Tiny genetic molecules linked to trachoma scarring, study finds

Micro-RNA connected to inflammation could hold key to trachoma blindness prevention


A certain micro-RNA could be the reason why Chlamydia causes chronic scarring and blindness in some people but not others, according to new research.

A team for the London School of Hygiene and Tropical Medicine, who collaborated with West African colleagues, identified the micro-RNA, known as miRNA-184, in a paper published in BMC Infectious Diseases.

MiRNA-184 is significantly decreased in people who suffer the chronic inflammation that could lead to trachoma, microbial immunity researcher, Dr Martin Holland, said.

Dr Holland told OT that a synthetic version of the micro-RNA could one day be administered to such patients at risk of scarring to prevent irreversible blindness.

In the 51 countries it is endemic in, Chlamydia trachomatis infects the conjunctiva of the eye. Though the infection can be treated with antibiotics, children who experience repeated infections can suffer chronic inflammation and scarring of the eyelids.

Dr Holland said his team’s micro-RNA research aimed to better understand why only some patients experienced trichiasis, when eyelashes turned inward, scratching the cornea and turning it opaque, while others did not.

Micro-RNA strands act as controlling molecules, regulating genetic activity.

The new studies, partly funded by charities Fight for Sight and the Wellcome Trust, looked at the micro-RNA produced in the eye during the initial stages of the disease.

Using RNA sequencing, his team effectively ‘counted’ the number of micro-RNA strands in conjunctival samples in five healthy and five infected children.

They then validated their initial results using quantitative polymerase chain reaction on 163 people’s conjunctival samples.

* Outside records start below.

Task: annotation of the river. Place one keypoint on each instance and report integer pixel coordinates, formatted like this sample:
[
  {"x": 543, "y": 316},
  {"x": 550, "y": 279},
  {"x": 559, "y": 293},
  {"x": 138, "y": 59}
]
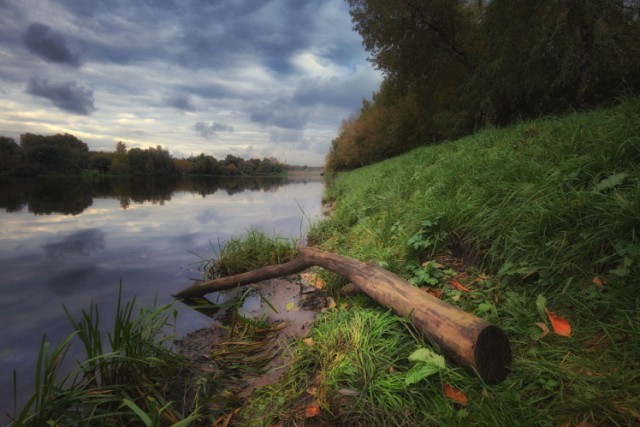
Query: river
[{"x": 72, "y": 241}]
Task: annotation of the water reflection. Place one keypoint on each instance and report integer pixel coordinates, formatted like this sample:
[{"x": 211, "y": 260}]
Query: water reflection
[
  {"x": 69, "y": 241},
  {"x": 73, "y": 195},
  {"x": 83, "y": 242}
]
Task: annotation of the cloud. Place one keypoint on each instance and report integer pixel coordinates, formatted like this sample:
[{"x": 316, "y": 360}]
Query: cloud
[
  {"x": 209, "y": 129},
  {"x": 67, "y": 96},
  {"x": 280, "y": 113},
  {"x": 181, "y": 102},
  {"x": 41, "y": 40}
]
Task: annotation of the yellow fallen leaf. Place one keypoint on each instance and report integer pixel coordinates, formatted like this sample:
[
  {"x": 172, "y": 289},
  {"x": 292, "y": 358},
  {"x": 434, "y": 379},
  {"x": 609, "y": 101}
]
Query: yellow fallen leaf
[
  {"x": 455, "y": 394},
  {"x": 559, "y": 324},
  {"x": 544, "y": 328}
]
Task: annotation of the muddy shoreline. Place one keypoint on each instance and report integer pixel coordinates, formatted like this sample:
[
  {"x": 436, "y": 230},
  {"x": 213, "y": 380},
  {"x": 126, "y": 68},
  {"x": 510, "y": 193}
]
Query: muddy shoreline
[{"x": 246, "y": 344}]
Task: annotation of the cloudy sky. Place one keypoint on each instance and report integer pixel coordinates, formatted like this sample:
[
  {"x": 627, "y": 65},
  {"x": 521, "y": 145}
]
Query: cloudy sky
[{"x": 253, "y": 78}]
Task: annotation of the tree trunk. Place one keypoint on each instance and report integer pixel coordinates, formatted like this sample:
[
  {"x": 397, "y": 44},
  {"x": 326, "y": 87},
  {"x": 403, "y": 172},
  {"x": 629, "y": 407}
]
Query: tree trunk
[{"x": 463, "y": 337}]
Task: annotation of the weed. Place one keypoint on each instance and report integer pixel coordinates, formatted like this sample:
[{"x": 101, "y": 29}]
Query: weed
[{"x": 135, "y": 379}]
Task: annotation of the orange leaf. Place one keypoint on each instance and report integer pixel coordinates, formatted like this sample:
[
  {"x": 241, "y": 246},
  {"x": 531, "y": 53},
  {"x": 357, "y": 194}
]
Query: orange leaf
[
  {"x": 459, "y": 286},
  {"x": 312, "y": 411},
  {"x": 560, "y": 325},
  {"x": 544, "y": 328},
  {"x": 455, "y": 394}
]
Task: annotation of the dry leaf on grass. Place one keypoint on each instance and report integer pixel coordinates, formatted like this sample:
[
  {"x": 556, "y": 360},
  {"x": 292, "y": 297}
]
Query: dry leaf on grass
[
  {"x": 559, "y": 324},
  {"x": 454, "y": 394}
]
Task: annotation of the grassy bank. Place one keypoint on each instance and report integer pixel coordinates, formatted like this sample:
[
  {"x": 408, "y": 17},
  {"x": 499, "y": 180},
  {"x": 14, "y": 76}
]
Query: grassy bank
[{"x": 542, "y": 216}]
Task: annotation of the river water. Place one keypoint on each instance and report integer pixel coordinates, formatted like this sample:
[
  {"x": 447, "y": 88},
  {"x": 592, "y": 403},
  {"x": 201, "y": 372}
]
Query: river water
[{"x": 72, "y": 241}]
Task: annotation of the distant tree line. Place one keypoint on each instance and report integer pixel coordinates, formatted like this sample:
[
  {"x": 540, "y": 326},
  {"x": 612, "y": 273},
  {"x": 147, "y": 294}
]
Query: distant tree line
[
  {"x": 38, "y": 154},
  {"x": 66, "y": 154},
  {"x": 158, "y": 161},
  {"x": 452, "y": 67}
]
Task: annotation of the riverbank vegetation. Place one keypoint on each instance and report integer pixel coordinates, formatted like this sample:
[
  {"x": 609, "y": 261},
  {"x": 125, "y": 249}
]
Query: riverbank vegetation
[
  {"x": 132, "y": 378},
  {"x": 67, "y": 155},
  {"x": 534, "y": 228},
  {"x": 520, "y": 226},
  {"x": 454, "y": 67}
]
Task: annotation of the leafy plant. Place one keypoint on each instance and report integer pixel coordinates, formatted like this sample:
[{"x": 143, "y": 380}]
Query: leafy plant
[
  {"x": 429, "y": 236},
  {"x": 426, "y": 363},
  {"x": 428, "y": 273}
]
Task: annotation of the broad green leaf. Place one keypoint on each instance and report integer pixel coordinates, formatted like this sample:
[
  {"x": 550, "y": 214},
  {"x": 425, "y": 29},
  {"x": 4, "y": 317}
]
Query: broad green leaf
[
  {"x": 427, "y": 356},
  {"x": 541, "y": 305},
  {"x": 485, "y": 307},
  {"x": 421, "y": 371},
  {"x": 610, "y": 182}
]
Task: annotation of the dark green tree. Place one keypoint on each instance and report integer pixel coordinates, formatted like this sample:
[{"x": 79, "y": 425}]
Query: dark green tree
[
  {"x": 10, "y": 155},
  {"x": 101, "y": 163}
]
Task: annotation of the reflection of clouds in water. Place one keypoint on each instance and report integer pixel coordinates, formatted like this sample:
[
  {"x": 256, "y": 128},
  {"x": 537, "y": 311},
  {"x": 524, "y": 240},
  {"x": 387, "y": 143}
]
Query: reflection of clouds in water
[
  {"x": 71, "y": 280},
  {"x": 83, "y": 242}
]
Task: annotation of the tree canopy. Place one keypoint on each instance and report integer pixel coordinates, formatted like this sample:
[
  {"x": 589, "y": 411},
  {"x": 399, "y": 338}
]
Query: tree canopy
[{"x": 453, "y": 66}]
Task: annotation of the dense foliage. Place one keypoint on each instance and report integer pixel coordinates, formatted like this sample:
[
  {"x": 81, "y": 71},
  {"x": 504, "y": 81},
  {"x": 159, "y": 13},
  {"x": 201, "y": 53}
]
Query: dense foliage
[
  {"x": 453, "y": 66},
  {"x": 510, "y": 225},
  {"x": 66, "y": 154},
  {"x": 37, "y": 154}
]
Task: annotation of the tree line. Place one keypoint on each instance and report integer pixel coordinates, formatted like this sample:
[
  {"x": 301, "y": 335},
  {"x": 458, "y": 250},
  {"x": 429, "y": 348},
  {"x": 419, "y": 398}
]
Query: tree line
[
  {"x": 66, "y": 154},
  {"x": 452, "y": 67}
]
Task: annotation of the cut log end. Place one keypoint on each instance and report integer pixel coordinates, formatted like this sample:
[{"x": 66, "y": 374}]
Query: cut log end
[{"x": 492, "y": 355}]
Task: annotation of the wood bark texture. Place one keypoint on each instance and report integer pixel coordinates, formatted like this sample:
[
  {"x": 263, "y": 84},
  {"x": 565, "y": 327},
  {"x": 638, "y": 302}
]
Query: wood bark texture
[{"x": 465, "y": 338}]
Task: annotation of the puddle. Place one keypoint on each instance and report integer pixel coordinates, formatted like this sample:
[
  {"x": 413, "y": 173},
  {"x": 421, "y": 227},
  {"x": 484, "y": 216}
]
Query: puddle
[{"x": 289, "y": 304}]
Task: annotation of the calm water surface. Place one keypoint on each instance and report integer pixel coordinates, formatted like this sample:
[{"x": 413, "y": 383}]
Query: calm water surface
[{"x": 72, "y": 241}]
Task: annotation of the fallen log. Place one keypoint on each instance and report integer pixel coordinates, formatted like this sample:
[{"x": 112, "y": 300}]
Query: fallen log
[{"x": 466, "y": 339}]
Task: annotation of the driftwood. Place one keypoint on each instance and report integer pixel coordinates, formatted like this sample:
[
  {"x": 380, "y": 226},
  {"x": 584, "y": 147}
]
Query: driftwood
[{"x": 464, "y": 338}]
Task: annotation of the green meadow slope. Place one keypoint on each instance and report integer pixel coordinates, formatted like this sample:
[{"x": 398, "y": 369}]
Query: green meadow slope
[{"x": 543, "y": 215}]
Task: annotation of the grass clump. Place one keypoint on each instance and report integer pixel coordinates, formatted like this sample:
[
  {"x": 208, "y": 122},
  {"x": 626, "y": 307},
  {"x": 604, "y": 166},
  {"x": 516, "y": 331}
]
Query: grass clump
[
  {"x": 135, "y": 379},
  {"x": 544, "y": 211},
  {"x": 248, "y": 252}
]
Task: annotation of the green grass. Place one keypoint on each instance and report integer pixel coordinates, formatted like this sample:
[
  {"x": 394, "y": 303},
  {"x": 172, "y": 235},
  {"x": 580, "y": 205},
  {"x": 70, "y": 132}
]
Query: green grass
[
  {"x": 134, "y": 379},
  {"x": 542, "y": 208},
  {"x": 253, "y": 250}
]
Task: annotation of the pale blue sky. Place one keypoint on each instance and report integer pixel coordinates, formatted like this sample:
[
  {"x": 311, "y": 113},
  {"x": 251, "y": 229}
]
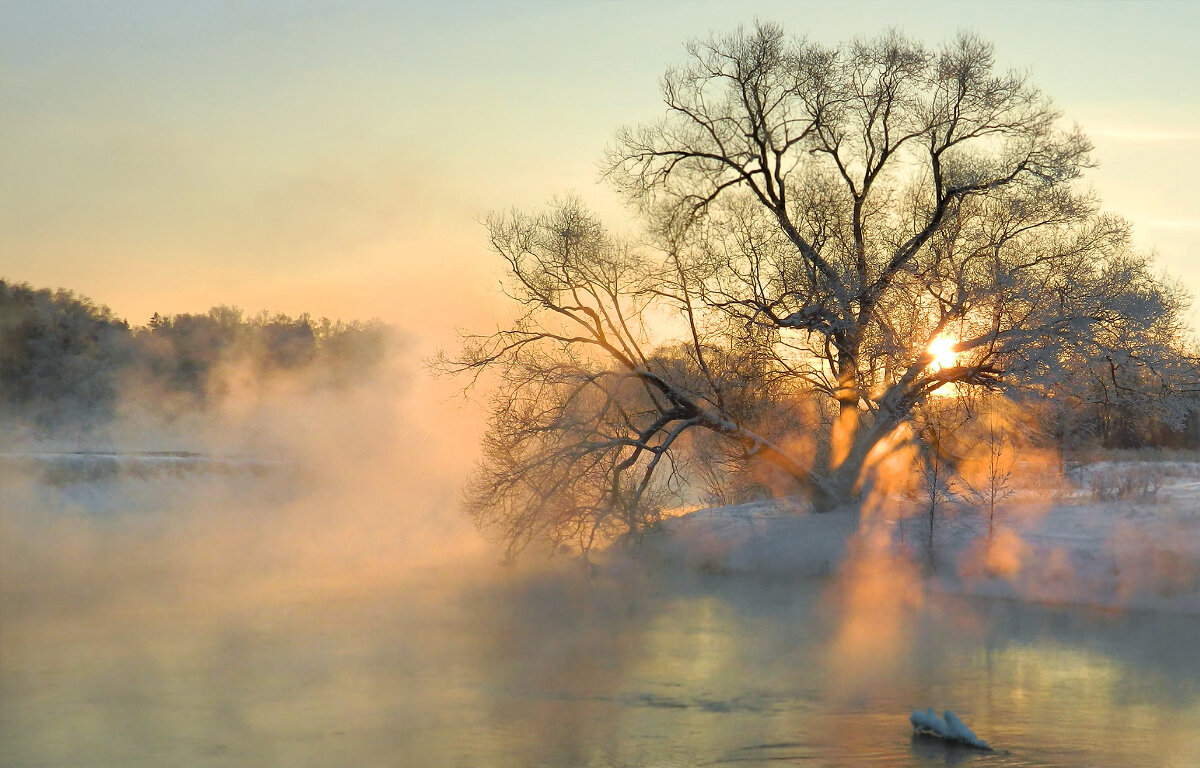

This data showed that miRNA-184, which plays a role in retinal cells communicating normally, decreased with the severity of the Chlamydia eye infection. Another – miRNA-155 – increased with such inflammation.

Their previous work on trachoma, which has caused 1.2 million people worldwide to lose their sight, had thrown up thousands of different micro-RNA.

Dr Holland said the team’s wider research has now narrowed this number down to four key types, making a very complex picture much simpler. “Hopefully one of these four will have an impact,” he said.

There were exciting developments in using synthetic micro-RNA to treat disease. However, veterinary science, for example, was progressing faster than medical science in this field, Dr Holland explained.

He envisioned, should miRNA-184 or another micro-RNA have potential, a synthetic treatment might one day be offered in the form of an eye drop.

He added: “You wouldn’t want to treat everyone this way. You would identify the inflammation that puts people most at risk and you could treat their inflammation very specifically.”

Dr Holland explained that a number of factors, from the person’s genetics to the virulence of the disease, might impact the levels of micro-RNA in a person’s cell. “You get both internal and external influences,” he said.